A problem for many of the reopening scenarios is that they assume that there is a threshold density below which students (or workers) returning to campuses (or offices) will be “safe” and above which they won’t be. But at least for now, there isn’t. For now, the less contact infected people have with others, the safer it will be. It’s not a threshold. It’s a continuum.
In New York, Governor Cuomo understands this. That’s why the state’s plans for the first phase of reopening focus on businesses and activities that will let people move around more, but come into minimal contact. That’s a yes for curbside delivery and tennis, and a no for eat-in dining and team sports. These limits acknowledge that there is currently no threshold density that’s safe.
If we want to reach the thresholds of safe or normal, we will need better solutions
For example, we could reopen higher-density settings, including campuses, (fairly) safely if we could test everyone daily, trace their contacts, and quarantine anyone who tests positive. But we can’t . We could reach a threshold of something like normal if we had a safe, effective, and widely available vaccine. But we don’t.
As we plan the details of when and how to reopen more spaces and activities going forward, we face two critical issues.
How to lower the risks as much as possible
This involves finding ways to maximize both hygiene (think masks, hand sanitizer, and extra cleanings) and distancing (think single-occupancy spaces, and socially-distant cafeterias). We must also have a workable plan for what to do when people inevitably become sick. How do we detect infected people quickly, and how do we responsibly and efficiently identify their contacts? For colleges and universities, how do we quarantine sick students? And how do we protect the most vulnerable?
Determining what level of risk is acceptable
With the tools we currently have, it’s not a question of whether creating lower-density campuses or businesses is safe. It’s a question of whether it’s safe enough. That’s not a scientific question, and it doesn’t have a scientific answer.
- The effective reproduction number Rt is different from Ro (R-nought), though they’re related. Ro is the number of cases that would arise if an infected person was in a population in which everyone else was susceptible to infection. In theory at least, it’s an immutable property of a pathogen. In contrast, when some people are immune, through prior exposure or vaccination, or when people take active steps to reduce transmission (like washing hands or social-distancing or wearing masks), we need a different number. That’s Rt. It’s a measure of the number of new cases that are actually arising from each infected person, and it can change based on our behavior.
- Except in New Zealand, where the badass government and public health experts have pulled this off.

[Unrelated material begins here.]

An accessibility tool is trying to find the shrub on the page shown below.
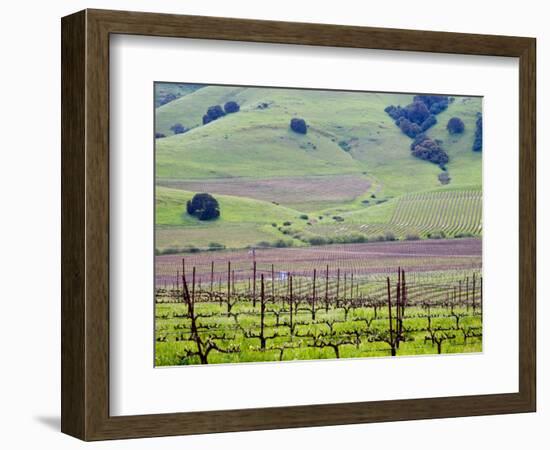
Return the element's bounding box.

- If you’re thinking about herd immunity, which I wrote about in my last post, herd immunity is indeed based on a threshold. Above a certain level of immunity in the population, cases will decline. Below that level of immunity, they’ll continue to increase. So it’s a threshold in the same sense that Rt=1 is. But above the threshold of herd immunity, people will still get sick and die – unless virtually everyone is immune through prior exposure or vaccination.
- Quick tests are available now, but they’re not available enough.